Neat, that's some heady shit. I'll have to check Aspect oriented programming out.

It's a bit of work but I've been thinking the concept of interchange logic is a neat idea for cross layer concerns.

So for instance, I design my UI to exist in some fashion (I've been thinking contexts are actually a decent way to implement this model cause then you can swap them in and out in order to use them in different manners...)

So say, I've got some component which exists in the ForumContext, and it needs all the data to display for the forum.

So I build a ForumContext provider which is an interchange layer between my ForumApi and my ForumUI.

Then if it turns out I want to swap out the Api with another, all I have to do is create a new ForumContext provider which provides the same shape of data, and the User Interface doesn't need to change.

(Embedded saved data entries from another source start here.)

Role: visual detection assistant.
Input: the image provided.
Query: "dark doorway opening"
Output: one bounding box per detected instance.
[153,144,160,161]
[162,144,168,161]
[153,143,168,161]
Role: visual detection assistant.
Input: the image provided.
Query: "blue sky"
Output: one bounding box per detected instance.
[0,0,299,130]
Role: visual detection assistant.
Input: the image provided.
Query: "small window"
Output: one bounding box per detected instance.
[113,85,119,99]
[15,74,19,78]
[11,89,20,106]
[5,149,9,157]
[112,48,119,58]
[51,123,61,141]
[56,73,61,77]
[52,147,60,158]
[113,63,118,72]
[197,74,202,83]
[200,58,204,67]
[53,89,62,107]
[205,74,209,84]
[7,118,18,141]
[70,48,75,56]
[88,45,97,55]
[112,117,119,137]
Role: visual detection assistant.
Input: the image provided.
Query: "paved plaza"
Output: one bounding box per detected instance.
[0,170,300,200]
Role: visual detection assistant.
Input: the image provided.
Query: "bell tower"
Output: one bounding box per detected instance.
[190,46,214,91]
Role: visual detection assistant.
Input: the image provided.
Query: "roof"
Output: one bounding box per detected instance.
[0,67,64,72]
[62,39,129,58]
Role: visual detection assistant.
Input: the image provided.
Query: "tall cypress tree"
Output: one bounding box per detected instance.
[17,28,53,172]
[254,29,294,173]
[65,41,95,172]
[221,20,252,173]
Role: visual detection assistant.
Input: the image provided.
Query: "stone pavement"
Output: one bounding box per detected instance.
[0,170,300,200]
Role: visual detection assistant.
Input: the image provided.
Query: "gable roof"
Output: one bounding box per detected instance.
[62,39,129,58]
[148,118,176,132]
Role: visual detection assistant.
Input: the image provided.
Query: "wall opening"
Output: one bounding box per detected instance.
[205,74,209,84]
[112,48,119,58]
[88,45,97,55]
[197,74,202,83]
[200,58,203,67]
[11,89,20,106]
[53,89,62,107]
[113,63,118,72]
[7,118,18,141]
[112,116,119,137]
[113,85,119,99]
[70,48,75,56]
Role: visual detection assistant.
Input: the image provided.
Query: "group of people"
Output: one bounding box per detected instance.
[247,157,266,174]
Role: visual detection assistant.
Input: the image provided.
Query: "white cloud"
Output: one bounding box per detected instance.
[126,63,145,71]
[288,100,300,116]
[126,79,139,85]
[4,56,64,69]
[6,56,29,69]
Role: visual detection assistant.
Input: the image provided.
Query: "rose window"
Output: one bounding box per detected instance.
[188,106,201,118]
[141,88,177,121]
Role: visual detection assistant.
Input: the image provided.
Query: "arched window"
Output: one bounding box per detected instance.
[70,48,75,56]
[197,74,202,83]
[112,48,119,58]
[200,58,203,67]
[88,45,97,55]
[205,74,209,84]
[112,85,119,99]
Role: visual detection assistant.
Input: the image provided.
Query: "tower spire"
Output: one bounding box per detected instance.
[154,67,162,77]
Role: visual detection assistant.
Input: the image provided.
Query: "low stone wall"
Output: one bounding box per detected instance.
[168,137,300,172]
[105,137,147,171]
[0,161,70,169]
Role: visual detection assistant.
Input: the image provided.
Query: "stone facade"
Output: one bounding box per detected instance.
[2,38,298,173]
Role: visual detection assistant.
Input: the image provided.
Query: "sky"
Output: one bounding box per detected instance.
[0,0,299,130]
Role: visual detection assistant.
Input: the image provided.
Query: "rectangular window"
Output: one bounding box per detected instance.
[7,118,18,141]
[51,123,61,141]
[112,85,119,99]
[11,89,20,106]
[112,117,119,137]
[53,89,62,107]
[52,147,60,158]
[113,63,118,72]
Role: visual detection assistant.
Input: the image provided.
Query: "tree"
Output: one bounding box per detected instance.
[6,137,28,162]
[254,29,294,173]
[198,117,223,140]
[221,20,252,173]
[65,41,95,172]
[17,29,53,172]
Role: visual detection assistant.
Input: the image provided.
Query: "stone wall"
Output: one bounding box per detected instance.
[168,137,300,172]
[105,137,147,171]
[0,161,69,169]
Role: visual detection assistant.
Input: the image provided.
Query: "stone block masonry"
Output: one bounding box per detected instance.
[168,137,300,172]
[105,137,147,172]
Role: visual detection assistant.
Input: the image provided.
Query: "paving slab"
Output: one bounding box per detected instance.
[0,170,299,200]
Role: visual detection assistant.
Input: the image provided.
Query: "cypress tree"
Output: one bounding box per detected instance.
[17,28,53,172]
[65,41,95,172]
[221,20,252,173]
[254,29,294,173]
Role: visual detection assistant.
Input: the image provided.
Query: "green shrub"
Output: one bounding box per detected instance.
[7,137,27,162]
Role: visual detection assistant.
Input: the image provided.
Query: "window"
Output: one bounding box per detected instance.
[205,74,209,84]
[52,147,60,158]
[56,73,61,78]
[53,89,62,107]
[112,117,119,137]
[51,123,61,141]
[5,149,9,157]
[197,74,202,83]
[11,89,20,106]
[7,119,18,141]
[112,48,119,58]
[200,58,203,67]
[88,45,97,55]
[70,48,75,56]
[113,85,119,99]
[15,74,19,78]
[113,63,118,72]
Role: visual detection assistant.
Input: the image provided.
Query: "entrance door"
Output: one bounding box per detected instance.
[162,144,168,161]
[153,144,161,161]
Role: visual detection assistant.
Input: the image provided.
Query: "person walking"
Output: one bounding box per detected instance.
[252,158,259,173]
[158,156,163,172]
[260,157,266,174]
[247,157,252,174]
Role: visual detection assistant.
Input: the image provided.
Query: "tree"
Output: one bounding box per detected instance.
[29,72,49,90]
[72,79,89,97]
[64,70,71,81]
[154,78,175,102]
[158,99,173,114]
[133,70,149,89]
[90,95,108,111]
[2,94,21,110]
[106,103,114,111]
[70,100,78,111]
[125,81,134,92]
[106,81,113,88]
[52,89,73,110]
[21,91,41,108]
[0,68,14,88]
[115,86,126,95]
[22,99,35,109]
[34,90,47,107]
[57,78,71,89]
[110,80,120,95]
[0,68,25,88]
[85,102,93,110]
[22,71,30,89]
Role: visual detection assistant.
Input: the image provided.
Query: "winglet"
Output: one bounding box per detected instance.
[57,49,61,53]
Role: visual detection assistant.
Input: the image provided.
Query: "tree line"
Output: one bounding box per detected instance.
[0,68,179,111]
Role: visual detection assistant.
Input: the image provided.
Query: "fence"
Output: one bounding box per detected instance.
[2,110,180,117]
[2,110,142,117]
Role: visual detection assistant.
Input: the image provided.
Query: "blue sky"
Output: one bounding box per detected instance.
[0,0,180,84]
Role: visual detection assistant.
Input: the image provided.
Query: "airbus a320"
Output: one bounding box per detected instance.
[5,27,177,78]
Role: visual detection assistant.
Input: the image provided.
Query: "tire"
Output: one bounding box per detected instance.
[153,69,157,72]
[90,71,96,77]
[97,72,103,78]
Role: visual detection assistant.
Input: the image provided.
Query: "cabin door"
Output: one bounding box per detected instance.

Alternatively if I need to shape the data in a new fashion, all I need to do is update my ForumContext provider to reshape the API data and I don't need to muss with the API at all (unless of course, I need new data in which case, yea of course).

It's not perfect, and React's docs seem to warn against use of contexts but I think you could make a decent architecture out of them potentially. And they can be a lot less boiler plate than a similar redux store by using the state hooks React provides.

I still have to build out some sort of proof of concept of my idea, it's essentially connected component trees again. But when half the components in my library are connected to the API directly you just end up with such a mess any time you need to either repurpose a component for any other use or switch a section of your app over to a new data store or api.

At the end of the day, it seems like no matter how hard you try, it's really just about finding the best worst solution ;-).

And yea, security is a doozy in general. I've been working on decoupling our permissions logic a bit lately since it's couple between records, permissions, and other shit at the moment. Leaves a lot of room for holes.